Литвинов скрылся у себя в купе. А Настя с Ленкой мухой выскочили из своего, прикрыв за собой дверь. Лида осуждающе посмотрела на Весельскую:
— Зачем ты так? Она же переживает!
— Она не переживает, — жестко осадила подругу Ида, — она треплет нервы себе и окружающим.
— А остальные причем тогда?
— А остальные за компанию, — криво усмехнулась Ида. — Ты что не понимаешь ничего? Они же боятся! И стараются не показать свой страх. Бунин в книгу уткнулся, а глаза на одном месте стоят, Колька к Ленке своей бегает постоянно, Волкова в себя ушла, а Настя, это Настя, она, как книга открытая. Ей и Стаин нужен был сейчас, чтобы от страха своего спрятаться у него за спиной. Он для них всех пример и спасение. Только не понимают они, что Саше, — Ида запнулась и поправилась, — товарищу лейтенанту госбезопасности самому поддержка нужна. А ребят я просто отвлекла. Раньше надо было. Не догадалась.

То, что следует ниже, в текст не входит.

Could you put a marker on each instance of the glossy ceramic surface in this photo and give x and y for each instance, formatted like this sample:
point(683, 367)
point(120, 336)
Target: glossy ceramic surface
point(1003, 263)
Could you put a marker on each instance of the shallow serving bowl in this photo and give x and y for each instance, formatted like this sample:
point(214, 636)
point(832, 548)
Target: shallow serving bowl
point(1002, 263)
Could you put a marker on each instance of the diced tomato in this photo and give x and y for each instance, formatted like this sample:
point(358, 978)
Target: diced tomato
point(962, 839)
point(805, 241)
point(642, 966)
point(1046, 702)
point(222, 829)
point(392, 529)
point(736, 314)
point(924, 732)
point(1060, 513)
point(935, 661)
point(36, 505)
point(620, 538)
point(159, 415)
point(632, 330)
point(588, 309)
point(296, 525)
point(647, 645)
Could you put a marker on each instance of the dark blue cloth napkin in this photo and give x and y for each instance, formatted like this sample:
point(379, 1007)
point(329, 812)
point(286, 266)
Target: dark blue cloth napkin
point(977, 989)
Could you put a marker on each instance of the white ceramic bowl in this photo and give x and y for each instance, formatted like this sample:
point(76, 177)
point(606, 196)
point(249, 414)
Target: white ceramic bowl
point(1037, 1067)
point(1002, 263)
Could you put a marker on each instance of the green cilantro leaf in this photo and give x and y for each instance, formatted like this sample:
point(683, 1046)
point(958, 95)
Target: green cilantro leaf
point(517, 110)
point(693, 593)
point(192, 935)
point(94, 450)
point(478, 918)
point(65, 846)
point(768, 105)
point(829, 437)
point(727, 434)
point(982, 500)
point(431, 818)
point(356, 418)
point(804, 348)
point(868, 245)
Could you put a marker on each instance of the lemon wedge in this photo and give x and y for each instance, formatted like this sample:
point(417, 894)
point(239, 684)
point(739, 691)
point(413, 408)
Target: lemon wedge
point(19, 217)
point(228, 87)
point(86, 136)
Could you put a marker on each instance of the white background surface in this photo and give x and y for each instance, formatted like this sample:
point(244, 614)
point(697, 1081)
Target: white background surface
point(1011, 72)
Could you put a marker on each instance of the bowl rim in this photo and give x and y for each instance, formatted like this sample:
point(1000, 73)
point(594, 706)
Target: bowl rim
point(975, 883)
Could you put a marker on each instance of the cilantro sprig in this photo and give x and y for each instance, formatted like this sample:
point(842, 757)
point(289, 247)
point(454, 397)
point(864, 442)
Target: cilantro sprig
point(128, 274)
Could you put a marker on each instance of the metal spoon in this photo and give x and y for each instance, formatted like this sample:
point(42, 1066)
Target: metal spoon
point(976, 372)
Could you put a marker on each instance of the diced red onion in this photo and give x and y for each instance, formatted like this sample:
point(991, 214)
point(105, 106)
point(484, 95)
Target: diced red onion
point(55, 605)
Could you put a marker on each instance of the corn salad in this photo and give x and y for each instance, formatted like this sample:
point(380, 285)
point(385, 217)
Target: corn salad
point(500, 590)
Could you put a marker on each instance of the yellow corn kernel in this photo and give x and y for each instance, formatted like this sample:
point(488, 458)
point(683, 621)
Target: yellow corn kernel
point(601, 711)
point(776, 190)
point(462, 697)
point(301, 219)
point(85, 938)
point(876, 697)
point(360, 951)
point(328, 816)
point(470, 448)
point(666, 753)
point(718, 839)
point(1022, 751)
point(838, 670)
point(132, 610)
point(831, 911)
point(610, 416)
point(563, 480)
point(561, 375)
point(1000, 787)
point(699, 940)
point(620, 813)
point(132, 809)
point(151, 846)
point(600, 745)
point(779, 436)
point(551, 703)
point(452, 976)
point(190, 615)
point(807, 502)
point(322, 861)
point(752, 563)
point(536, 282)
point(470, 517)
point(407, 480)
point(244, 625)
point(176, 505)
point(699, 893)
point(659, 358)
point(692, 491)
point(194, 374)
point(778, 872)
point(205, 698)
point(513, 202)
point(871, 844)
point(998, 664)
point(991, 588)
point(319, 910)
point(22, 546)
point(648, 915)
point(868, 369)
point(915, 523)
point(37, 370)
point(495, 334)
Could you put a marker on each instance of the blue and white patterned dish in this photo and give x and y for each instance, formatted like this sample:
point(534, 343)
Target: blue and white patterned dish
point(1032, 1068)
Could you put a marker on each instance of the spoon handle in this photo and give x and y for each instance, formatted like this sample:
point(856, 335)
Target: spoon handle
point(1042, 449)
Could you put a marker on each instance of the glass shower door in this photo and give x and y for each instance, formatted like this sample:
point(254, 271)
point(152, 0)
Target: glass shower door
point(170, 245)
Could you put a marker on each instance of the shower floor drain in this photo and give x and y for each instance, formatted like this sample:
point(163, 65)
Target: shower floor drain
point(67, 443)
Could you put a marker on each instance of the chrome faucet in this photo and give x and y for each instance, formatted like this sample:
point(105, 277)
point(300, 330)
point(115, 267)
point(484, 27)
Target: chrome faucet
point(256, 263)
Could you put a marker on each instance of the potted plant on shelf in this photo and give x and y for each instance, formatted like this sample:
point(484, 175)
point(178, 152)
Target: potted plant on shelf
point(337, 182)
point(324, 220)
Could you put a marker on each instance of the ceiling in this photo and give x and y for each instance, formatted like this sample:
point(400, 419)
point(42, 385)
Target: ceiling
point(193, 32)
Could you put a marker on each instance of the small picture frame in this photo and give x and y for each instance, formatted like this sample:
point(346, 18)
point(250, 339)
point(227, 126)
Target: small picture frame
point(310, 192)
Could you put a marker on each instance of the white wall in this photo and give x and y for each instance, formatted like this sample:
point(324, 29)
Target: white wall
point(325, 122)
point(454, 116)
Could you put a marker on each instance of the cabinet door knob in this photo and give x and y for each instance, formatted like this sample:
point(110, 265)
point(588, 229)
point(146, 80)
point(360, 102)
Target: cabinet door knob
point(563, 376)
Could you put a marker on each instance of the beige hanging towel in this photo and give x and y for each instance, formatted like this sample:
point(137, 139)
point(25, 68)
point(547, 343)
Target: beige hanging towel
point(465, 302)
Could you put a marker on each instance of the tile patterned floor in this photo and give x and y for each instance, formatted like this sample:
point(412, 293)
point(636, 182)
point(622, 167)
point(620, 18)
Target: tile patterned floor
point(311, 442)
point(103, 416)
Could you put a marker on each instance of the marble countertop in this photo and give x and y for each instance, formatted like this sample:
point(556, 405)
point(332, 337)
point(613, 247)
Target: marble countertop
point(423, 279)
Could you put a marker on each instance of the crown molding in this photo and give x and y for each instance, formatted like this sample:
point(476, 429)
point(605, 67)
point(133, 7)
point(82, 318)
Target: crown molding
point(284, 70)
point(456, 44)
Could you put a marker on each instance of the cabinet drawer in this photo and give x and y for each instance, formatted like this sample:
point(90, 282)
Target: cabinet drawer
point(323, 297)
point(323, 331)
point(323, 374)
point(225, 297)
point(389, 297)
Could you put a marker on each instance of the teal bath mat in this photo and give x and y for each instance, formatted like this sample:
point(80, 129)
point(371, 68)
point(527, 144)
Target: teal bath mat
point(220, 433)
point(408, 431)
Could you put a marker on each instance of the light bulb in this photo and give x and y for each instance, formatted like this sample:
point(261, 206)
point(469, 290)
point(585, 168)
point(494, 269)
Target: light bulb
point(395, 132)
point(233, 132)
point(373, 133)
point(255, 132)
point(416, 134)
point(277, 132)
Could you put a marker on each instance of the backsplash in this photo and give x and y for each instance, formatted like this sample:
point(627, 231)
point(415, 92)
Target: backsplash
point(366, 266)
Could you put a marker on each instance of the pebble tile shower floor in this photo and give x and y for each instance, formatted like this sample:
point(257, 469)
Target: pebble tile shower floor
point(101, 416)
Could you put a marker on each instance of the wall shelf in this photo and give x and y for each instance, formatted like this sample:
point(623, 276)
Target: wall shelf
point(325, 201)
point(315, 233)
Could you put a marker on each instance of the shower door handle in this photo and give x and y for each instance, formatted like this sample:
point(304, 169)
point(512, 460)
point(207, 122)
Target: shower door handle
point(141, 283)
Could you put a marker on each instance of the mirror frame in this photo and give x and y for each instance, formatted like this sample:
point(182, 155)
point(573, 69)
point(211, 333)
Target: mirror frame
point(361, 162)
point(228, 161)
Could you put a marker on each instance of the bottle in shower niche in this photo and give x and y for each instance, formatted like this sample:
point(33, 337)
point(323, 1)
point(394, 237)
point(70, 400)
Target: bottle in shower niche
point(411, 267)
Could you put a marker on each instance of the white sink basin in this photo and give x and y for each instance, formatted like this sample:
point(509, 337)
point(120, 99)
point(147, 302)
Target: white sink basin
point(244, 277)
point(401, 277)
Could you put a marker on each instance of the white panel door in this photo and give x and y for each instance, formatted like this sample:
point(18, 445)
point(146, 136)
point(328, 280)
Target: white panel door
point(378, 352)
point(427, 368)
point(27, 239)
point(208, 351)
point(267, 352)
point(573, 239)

— А ты? — тихо спросила Лида.
— Что я?
— А ты не боишься? — Шадриной самой было очень страшно. И чем ближе подъезжали они к фронту, тем сильнее внутри сжималась невидимая пружина этого страха. И ей тоже очень хотелось, чтобы Петя сейчас был рядом. Обнял, закрыл своими сильными руками от страха и неуверенности. Все чаще и чаще ей вспоминалась бомбежка в Тамбове и мальчишка с развороченным животом и стеклянными глазами, невидяще смотрящими в дымное небо. Стоны, крики и запах. Запах смерти — крови, человеческих внутренностей и взрывчатки. А еще холмик земли рядом с рельсами — все что осталось от незнакомой девочки-зенитчицы, когда разбомбили их эшелон. И Лидочке казалось, что стоит ей попасть на фронт и ее тоже убьют, и останется от нее такой же холмик и деревянная табличка с фамилией написанной химическим карандашом.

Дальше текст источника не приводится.